Assim, a conta ultrapassará facilmente os R$ 100 bilhões, não esquecendo que este deverá ser o valor líquido pago às concessionárias. Considerando que todo o montante é faturado pelas distribuidoras ao consumidor final, e que o Imposto sobre a circulação de mercadorias e serviços – ICMS, Programa de Integração Social – PIS e Contribuição para Financiamento da Seguridade Social – COFINS da tarifa de energia representam em média 37% do montante total, para arrecadar R$ 100 bilhões líquidos é necessário cobrar do consumidor 100 / (1 – 37%), o que resulta em uma conta de R$ 158 bilhões — equivalente ao faturamento anual das distribuidoras de energia, ou quase duas vezes o orçamento anual da educação.
IHU On-Line – Que tipo de usina é melhor para o Brasil, com reservatório ou a fio d’água? Pode nos explicar as vantagens e desvantagens de cada modelo?
Diogo Mac Cord de Faria – A energia elétrica precisa ser consumida no exato momento em que é produzida. Isso significa que nossas fontes precisam ser “seguras”: quando o consumidor liga sua televisão, alguma usina, em algum lugar, deverá estar à disposição para aumentar um pouco sua produção de energia para atender àquela nova carga. Quando não podemos contar com determinada usina, dizemos que ela é “intermitente”. É o que acontece, por exemplo, com a eólica: se venta, ela produz; se não venta, fica parada. Quando temos uma hidrelétrica com reservatório, a água funciona como uma bateria: a hora que o consumidor ligar a televisão, poderemos contar com aquela energia.

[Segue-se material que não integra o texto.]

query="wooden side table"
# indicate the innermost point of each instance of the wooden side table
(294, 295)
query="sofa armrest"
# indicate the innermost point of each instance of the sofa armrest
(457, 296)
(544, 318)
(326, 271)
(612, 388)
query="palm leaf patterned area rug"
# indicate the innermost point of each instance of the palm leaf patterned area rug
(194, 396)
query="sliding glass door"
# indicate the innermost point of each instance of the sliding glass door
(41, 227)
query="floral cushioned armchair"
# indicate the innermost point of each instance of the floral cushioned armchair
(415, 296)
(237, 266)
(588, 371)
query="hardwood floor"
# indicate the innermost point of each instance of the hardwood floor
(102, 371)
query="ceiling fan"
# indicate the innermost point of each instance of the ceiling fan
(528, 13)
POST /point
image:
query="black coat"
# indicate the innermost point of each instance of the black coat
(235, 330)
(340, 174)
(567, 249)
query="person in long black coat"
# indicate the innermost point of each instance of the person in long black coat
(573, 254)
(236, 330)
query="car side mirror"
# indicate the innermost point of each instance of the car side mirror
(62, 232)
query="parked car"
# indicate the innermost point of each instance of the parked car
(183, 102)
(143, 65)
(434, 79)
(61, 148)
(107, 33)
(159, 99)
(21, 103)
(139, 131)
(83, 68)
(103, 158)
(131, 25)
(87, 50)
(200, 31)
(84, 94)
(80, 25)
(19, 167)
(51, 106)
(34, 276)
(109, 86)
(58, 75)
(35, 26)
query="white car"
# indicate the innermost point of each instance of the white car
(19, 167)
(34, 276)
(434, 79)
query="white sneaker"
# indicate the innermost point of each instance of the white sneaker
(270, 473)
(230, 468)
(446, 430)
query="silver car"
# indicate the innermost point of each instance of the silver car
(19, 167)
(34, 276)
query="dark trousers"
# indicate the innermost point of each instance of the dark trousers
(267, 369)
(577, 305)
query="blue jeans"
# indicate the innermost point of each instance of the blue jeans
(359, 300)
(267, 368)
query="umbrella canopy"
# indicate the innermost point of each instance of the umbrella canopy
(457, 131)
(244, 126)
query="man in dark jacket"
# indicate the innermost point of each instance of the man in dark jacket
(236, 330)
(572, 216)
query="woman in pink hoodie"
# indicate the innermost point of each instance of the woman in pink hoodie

Já as hidrelétricas a fio d’água não possuem reservatórios. Se por um lado seu impacto ambiental é menor, por outro não nos dá segurança. Temos que pensar o seguinte: já que vamos construir uma usina, que o façamos da melhor forma possível. Mesmo que isso implique em custos adicionais de condicionantes socioambientais, vale a pena por conta da segurança.
Precisamos voltar a construir usinas com reservatório se quisermos garantir um crescimento sustentável de nossa economia. Belo Monte, por exemplo, abriu mão de seu reservatório (de 1.225 km2) que poderia garantir energia durante todo o ano para operar com um reservatório de apenas 516 km2 que, no período de seca, reduzirá a produção em 90%.
IHU On-Line – A crise econômica atual e o baixo crescimento anunciado para o próximo ano podem impactar o mercado elétrico? De que maneira?
Diogo Mac Cord de Faria – Se não fosse a crise, que no 1º semestre de 2015 fez com que o consumo de energia elétrica retraísse 1,1% (sendo que a indústria reduziu seu consumo em 4,2%), já estaríamos sem energia. Novamente, evidencia-se o total descompasso entre oferta e demanda. Entre 1995 (eleição FHC) e 2001 (ano do racionamento), o PIB cresceu 16,91% e o consumo de energia elétrica subiu 43,85%. Já entre 2011 (ano da eleição de Dilma) e 2014 o PIB cresceu 6,42% e o consumo de energia aumentou apenas 13,96%. Veja que temos situações bastante diferentes, e mesmo assim não conseguimos equalizar oferta e demanda. É preciso reconhecer que o modelo não está funcionando, por dois motivos: primeiro, a energia de “placa” das usinas não está certa: o somatório das garantias físicas das hidrelétricas não é aderente à energia que elas realmente podem gerar. Segundo, porque o governo tem criado um cenário onde a iniciativa privada não recebe a sinalização correta para investir em projetos de longo prazo.
"O Brasil possui problemas graves com relação à sua infraestrutura, abandonada há décadas" |
IHU On-Line – A crise hídrica pode afetar o setor elétrico? Já se sentem os efeitos da crise hídrica no setor de energia?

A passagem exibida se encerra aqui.